By Amy Looker in Tokyo
Park Hyatt Tokyo spent this year celebrating its 20th anniversary, showcasing the style which has made it synonymous with luxury around the world. HM catch up with general manager Philippe Roux-Dessarps to chat about this milestone and what we can expect to see in the next 20 years.
Tell us the path of how you became General Manager of Park Hyatt Tokyo.
My romance with Hyatt began while at the Lausanne Hotel School, when I undertook a six month internship at Grand Hyatt Bali during my third year. Upon graduation I was fortunate enough to be selected as a Corporate Trainee with Hyatt International, undertaking intensive training in all departments at Hyatt Regency Tahiti, where I was then appointed Front Office Assistant Manager upon completion of the program. My career later brought me to Tokyo and the Park Hyatt in 1996 where I worked as Front Office Manager for three years. One might call it fate, or a homecoming of sorts, but I had the pleasure of joining the Park Hyatt Tokyo team again in 2008, assuming my current position as General Manger of the hotel.
How is business and what are you expecting for the coming year?
Tokyo is bustling with tourists once again, and the steady organic growth has seen an added boon from the city’s 2020 Olympic selection and a recent weakening of the yen. This applies to both the leisure and corporate segments. Aside from these macro-factors we are experiencing quite an exciting year at Park Hyatt, with our Tokyo property celebrating its 20th anniversary and recent additions of high profile properties in both Vienna and New York. The synergies and collaboration between these flagship properties is something that we hope will add to our offerings for guests.
Tell us about what makes the property so unique in your opinion.
There are many factors that go into creating a great hotel, but I believe ours stems from our people and the passion they hold. Starting at the hotels very inception, we were blessed with a super-team in our owner, Tokyo Gas, our interior designer John Morford and Hyatt, with the three entities being committed to creating a truly magnificent destination and unparalleled guest experience. The result was something that the market had never seen, delivering a finely-appointed hotel that was ‘timeless’ rather than merely ‘new’. We have continued to evolve and innovate over time, and in testament to our founders’ greatness we’ve celebrated our 20th anniversary this year.

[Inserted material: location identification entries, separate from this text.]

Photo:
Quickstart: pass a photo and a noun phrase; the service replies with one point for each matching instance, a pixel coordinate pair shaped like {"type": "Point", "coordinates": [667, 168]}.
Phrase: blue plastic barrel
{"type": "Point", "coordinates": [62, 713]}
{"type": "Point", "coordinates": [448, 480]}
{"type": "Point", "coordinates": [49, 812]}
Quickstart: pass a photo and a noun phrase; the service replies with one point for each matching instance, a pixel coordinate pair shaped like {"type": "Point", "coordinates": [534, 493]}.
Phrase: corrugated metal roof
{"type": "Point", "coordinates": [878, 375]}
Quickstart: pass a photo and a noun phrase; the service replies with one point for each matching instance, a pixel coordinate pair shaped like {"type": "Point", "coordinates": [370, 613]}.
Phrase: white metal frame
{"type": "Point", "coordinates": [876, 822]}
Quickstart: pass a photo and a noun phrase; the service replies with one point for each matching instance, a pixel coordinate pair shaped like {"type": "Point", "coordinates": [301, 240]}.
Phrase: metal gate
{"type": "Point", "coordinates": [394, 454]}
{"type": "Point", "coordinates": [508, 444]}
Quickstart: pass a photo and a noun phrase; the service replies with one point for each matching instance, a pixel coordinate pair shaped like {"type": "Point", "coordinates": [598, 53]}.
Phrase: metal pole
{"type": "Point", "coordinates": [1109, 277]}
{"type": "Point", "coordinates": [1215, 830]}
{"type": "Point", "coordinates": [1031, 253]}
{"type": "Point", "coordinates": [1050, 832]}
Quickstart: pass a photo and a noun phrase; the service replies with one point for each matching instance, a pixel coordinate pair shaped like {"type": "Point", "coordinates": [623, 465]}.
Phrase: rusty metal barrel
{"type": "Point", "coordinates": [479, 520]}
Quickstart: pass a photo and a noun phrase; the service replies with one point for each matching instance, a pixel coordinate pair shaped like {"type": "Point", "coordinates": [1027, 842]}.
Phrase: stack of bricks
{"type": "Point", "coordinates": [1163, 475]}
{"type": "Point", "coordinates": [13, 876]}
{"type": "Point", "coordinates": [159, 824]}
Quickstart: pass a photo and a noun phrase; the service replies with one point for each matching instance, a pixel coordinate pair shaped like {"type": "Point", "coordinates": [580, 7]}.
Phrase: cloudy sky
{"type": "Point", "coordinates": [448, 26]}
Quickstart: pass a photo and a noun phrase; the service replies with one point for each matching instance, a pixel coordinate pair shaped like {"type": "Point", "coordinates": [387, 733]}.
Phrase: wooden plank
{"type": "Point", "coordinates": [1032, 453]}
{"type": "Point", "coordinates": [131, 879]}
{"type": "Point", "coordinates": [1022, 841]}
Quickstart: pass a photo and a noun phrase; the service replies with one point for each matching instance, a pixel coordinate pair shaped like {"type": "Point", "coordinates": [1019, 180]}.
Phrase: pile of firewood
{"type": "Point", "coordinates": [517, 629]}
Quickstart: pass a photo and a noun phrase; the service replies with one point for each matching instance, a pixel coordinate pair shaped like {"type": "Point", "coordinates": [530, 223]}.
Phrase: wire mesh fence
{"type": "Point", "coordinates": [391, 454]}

What have been some of your biggest challenges over the last 12 months?
The biggest challenge has been coming to grips with the fact that there are only 24 hours in a day, and only seven days in a week. Coordination of the 20th anniversary celebrations and planning of the overarching direction our next 20 years has been an intense yet rewarding feat.
Park Hyatt Tokyo does food and beverage extremely well. How have you managed to achieve this?
Culinary culture is an integral part of our DNA at Park Hyatt, and I feel the core concepts of our restaurants and bars here in Tokyo are very clear and well formulated. We have many talented chefs that have graced our kitchens, bringing their own character but always holding true to the core concepts and brand identity. What is that, you ask? On a macro level we aim to deliver unique and truly genuine culinary experiences. We showcase the passion of our chefs, not only through the seasonal menus served within the hotel, but also by engaging guests through intimate events like our global Masters of Food & Wine program, and more recently with a special Chef’s Table initiative led by Executive Chef, Thomas Angerer. Next year we look forward to presenting the second instalment in our ‘Tohoku Heroes’ series, with Chef Ooe highlighting produce from Japan’s northern region which was so heavily impacted by the 2011 earthquake and tsunami.
What’s your tip for the aspiring General Managers of the future?
My first tip is one that I was given 24 years ago, when I started out on my career path, by a professor in hotel management school… “Get a tuxedo that fits, and learn how to dance.” While the technological advancements of the hotel business may render certain analogue items redundant, one should not forget that we work in a people business. With that in mind, initiatives and innovation should be based on the needs of guests. There are growing demands for GMs to wear the hat of a business manager, too. Aside from this, I encourage aspiring leaders to take on opportunities and challenges. I was lucky enough to gain a lot of experience early on in my career, and was later given the opportunity to effectively work as acting GM during my time at Park Hyatt Paris-Vendome under the mentorship of Michel Jauslin. Conversely, affording those same opportunities for growth to your junior team members is also a leadership skill one needs to practice.